The list of required films is subject to revision. Credits for the films can be found at the Internet Movie Database,



Twenty percent of your grade will be based on your participation and attendance at all meetings of the class, including screenings.  Asking questions is one way you can participate.  Participation also involves coming to class on time, taking notes, and paying close attention.  Behavior that demonstrates a lack of engagement with the course—arriving late, sleeping, talking, texting, or working on other assignments—will lower your participation grade.



The films we will watch have been chosen to illustrate creative uses of the film medium and to introduce you to different types of filmmaking.  Please try to have an open mind about them.  You will see “old” movies, silent movies, black-and-white movies, and foreign films with subtitles.


You are expected to watch the films carefully from beginning to end, so please arrive on time and refrain from talking during the screenings.  LAPTOPS AND CELL PHONES ARE NOT PERMITTED DURING SCREENINGS. I recommend that you take notes on the films during and following the screenings so that you are able to remember how they use sound, the camera, editing, sets and costumes.  These notes will be helpful for discussions and will assist you in preparing for tests.  You will be tested on specific elements from the films.  If you are confused about anything in the films, please bring up your questions in class.  Films are created to be discussed.

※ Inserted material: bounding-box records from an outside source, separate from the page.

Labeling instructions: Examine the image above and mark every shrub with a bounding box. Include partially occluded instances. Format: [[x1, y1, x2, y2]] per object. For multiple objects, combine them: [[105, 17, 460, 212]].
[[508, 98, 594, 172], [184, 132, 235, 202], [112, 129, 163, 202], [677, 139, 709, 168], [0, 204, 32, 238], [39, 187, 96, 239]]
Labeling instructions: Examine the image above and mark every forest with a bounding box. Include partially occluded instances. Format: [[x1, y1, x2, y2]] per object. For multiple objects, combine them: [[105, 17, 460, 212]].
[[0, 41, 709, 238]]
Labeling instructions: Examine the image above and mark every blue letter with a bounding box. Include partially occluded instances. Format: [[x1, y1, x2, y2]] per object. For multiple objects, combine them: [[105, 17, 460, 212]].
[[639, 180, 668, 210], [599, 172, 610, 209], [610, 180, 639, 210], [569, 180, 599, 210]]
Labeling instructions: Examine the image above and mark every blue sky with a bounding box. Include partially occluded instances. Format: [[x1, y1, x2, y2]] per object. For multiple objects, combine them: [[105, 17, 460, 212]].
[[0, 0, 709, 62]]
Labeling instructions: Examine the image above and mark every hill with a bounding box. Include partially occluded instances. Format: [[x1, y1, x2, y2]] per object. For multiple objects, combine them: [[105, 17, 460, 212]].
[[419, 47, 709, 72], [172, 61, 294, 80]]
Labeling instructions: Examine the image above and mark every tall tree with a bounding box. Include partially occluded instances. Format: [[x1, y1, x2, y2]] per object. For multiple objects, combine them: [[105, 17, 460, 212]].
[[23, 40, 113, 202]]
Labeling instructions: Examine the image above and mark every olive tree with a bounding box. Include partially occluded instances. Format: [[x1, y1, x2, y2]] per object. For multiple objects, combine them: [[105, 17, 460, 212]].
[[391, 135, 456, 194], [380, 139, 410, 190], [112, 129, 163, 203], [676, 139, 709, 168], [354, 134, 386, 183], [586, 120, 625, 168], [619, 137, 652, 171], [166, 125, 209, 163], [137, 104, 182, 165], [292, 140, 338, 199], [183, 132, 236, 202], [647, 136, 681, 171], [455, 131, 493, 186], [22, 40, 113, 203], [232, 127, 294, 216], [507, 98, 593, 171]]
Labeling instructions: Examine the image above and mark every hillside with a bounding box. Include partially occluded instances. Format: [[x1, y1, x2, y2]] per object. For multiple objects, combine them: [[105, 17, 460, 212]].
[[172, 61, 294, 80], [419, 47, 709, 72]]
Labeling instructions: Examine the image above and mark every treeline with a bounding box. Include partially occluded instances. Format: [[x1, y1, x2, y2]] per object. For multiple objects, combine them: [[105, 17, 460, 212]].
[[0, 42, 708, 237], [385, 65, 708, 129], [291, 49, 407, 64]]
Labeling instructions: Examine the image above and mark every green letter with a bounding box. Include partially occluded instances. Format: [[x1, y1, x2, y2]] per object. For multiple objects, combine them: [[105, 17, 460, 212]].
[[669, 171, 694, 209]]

Please note that some of the films and television programs may feature adult content and subjects, deal with mature or controversial themes, and contain strong language and scenes of a graphic nature. If you are a person sensitive to violent or disturbing material, strongly consider whether or not you will be prepared to engage with these films analytically. 


Written Requirements

(1)   Critical responses in which you record analytical observations on our screenings. The responses will contain questions that you should answer about each film.  These questions are meant to stimulate your thoughts, and you are free to write more.  At a minimum you must have a one page entry for each required film screening.

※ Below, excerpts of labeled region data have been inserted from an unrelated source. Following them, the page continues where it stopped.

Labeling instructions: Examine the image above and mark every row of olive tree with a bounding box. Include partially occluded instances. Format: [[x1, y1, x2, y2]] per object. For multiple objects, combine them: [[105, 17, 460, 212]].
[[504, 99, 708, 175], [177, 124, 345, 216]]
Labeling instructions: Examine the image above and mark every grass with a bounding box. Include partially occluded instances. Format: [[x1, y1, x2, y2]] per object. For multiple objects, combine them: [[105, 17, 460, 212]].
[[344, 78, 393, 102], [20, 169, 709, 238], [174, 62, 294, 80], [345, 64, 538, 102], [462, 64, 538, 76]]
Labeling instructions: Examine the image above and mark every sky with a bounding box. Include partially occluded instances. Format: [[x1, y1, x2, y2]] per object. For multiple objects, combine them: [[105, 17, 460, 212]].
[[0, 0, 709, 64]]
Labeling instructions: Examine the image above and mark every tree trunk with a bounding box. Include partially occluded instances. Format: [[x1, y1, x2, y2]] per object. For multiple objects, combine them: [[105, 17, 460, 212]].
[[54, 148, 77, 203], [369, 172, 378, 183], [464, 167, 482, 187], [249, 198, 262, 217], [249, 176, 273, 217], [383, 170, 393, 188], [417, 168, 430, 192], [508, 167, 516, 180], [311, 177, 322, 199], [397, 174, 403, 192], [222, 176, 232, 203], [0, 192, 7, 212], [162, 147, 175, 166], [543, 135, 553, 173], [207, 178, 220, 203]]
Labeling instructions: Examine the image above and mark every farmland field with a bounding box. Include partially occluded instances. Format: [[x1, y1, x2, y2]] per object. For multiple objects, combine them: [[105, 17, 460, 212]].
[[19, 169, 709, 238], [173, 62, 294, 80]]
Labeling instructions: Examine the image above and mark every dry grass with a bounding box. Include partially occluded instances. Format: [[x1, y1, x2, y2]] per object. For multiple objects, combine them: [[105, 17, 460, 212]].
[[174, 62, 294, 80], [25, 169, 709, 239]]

(2)   A scene analysis paper.  Being able to analyze specific components of a film and understand how they work together is a fundamental goal for our course.  For this paper you will watch a segment from a film in your discussion section and analyze it in detail.  Your paper should be 3-4 pages, typed, double-spaced in 12 point font, with standard margins. 


(3)   A final essay of 3-4 pages on a topic from a list that I will provide.   This essay will afford you the opportunity to integrate a range of ideas from the course. 


(4)   Quizzes and exams on course readings, screenings and lectures.


Policies on Written Work

All work submitted for this class—papers, journals, exams—must be completed on your own and should reflect your own ideas and efforts.  Plagiarism, copying, and other forms of cheating will result in academic failure. 


Papers must be submitted on the day they are due or they will be considered late.  Essays must be typed, double-spaced, 12 pt. font (Times New Roman or Garamond) and submitted via GoogleDocs.  


Grading and Due Dates

            WRITING                               60%   

            QUIZZES AND EXAMS       20%                                                                          

             PARTICIPATION                 20%                


Golden Opportunities 

Throughout the semester I encourage you to attend the film screenings at various cinemas around Louisville.  You can complete a 1-2 page journal entry for the film and receive extra credit.  Consult with me if you would like to pursue this opportunity.